De JGZ speelt een belangrijke rol bij het bevorderen van de sociaal-emotionele gezondheid. Door kinderen met een verhoogd risico op sociaal-emotionele problemen vroegtijdig op te sporen, te ondersteunen en zo nodig toe te leiden naar veelbelovende en effectieve preventieprogramma’s (zoals Hart en Ziel en VRIENDEN) kunnen problemen worden voorkomen. Na invoering van de Jeugdwet per 1 januari 2015 heeft de gemeente Amsterdam het Ouder- en Kind Team (OKT) ingezet om van de sociaal-emotionele gezondheid van kinderen en jongeren een belangrijk speerpunt te maken. Ook de meest recente Nota Volksgezondheid Amsterdam 2021–2025 geeft extra aandacht aan mentale gezondheid [23].

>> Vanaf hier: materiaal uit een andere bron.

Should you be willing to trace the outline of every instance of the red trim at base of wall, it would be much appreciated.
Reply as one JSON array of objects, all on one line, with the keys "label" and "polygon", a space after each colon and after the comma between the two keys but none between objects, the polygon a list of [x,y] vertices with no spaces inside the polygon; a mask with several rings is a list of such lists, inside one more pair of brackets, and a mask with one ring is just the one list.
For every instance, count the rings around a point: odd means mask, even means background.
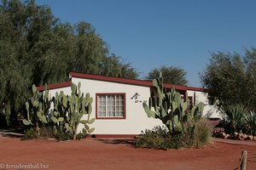
[{"label": "red trim at base of wall", "polygon": [[134,139],[137,134],[90,134],[90,138],[128,138]]}]

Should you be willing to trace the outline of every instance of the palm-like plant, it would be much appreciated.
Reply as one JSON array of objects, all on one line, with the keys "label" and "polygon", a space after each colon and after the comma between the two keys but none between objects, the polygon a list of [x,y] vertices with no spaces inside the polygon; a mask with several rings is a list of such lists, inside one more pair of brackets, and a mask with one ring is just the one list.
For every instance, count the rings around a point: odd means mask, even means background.
[{"label": "palm-like plant", "polygon": [[250,111],[245,116],[245,119],[251,135],[256,135],[256,112]]}]

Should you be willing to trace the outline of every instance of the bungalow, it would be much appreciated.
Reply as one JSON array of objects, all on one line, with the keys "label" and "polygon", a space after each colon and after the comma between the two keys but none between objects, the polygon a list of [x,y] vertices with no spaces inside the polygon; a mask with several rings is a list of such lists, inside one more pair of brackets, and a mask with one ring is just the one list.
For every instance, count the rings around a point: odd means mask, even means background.
[{"label": "bungalow", "polygon": [[[143,103],[147,102],[152,89],[152,82],[118,78],[99,75],[70,72],[70,82],[48,85],[49,94],[63,91],[71,94],[71,84],[81,83],[81,92],[90,93],[93,97],[92,117],[96,118],[91,127],[96,137],[131,137],[141,133],[142,130],[152,129],[162,125],[158,119],[148,118]],[[208,104],[207,92],[204,88],[165,84],[166,88],[175,88],[183,96],[188,95],[188,109],[196,102],[203,102],[203,115],[218,118],[218,110]],[[42,91],[44,86],[38,87]],[[83,126],[79,127],[82,129]]]}]

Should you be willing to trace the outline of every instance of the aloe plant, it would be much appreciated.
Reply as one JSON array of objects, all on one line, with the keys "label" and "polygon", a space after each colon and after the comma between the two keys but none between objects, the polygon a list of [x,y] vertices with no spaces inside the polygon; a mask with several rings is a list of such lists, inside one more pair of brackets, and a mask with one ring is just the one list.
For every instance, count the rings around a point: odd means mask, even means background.
[{"label": "aloe plant", "polygon": [[247,123],[248,131],[251,135],[256,135],[256,112],[250,111],[245,115],[245,119]]}]

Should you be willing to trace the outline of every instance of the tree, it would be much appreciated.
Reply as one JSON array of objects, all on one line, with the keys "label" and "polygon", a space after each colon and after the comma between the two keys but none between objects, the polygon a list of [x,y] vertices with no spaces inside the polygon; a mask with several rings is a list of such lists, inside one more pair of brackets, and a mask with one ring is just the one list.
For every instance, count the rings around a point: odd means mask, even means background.
[{"label": "tree", "polygon": [[186,85],[188,81],[186,79],[186,72],[183,69],[175,66],[161,66],[160,68],[154,68],[151,70],[146,76],[146,80],[153,81],[157,78],[160,72],[162,73],[165,83]]},{"label": "tree", "polygon": [[242,104],[256,109],[256,48],[237,53],[211,54],[210,63],[201,73],[203,87],[210,89],[210,101],[218,106]]},{"label": "tree", "polygon": [[67,81],[70,71],[137,76],[130,64],[109,55],[108,44],[90,24],[63,24],[49,7],[34,0],[2,0],[0,114],[15,119],[25,110],[32,84]]}]

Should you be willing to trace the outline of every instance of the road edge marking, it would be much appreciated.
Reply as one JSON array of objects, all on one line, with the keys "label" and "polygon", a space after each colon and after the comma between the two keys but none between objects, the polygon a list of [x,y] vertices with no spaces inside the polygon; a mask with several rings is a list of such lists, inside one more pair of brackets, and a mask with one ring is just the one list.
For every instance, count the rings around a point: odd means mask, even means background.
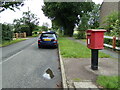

Een beperking van dit onderzoek is dat informatie ontbreekt over de duur en intensiteit van de stress in het gezin. Door stress van verschillende stressfactoren te meten op bijvoorbeeld een continue of ordinale schaal kan ook aanvullend onderzoek gedaan worden naar de correlatie en het verband tussen verschillende stressfactoren. Een ander aspect dat in een vervolgonderzoek zou moeten worden meegenomen is in hoeverre ouders met stress hun kind mogelijk negatiever beoordelen. Een kind van tien zou ook zelf vragen over de eigen sociaal-emotionele gezondheid kunnen beantwoorden. Daarnaast zou het interessant zijn om beide ouders van hetzelfde kind vragen over het kind te laten beantwoorden en/of informatie van ouders aan te vullen met die van bijvoorbeeld een leerkracht [24].

Conclusie

Dit onderzoek laat zien dat stress in het gezin verband houdt met een verhoogd risico op sociaal-emotionele problemen bij kinderen. Voor de JGZ is het dan ook essentieel dat stress in het gezin in een risicotaxatie wordt meegenomen bij de beoordeling van de gezondheid van kinderen, en dat zij hierover met de ouders in gesprek gaat. Anno 2023, met verschillende maatschappelijke crises gaande en de daarbij toegenomen stress, is het nog belangrijker voor de JGZ om stress in het gezin te signaleren en gedurende de hele kindertijd te blijven monitoren.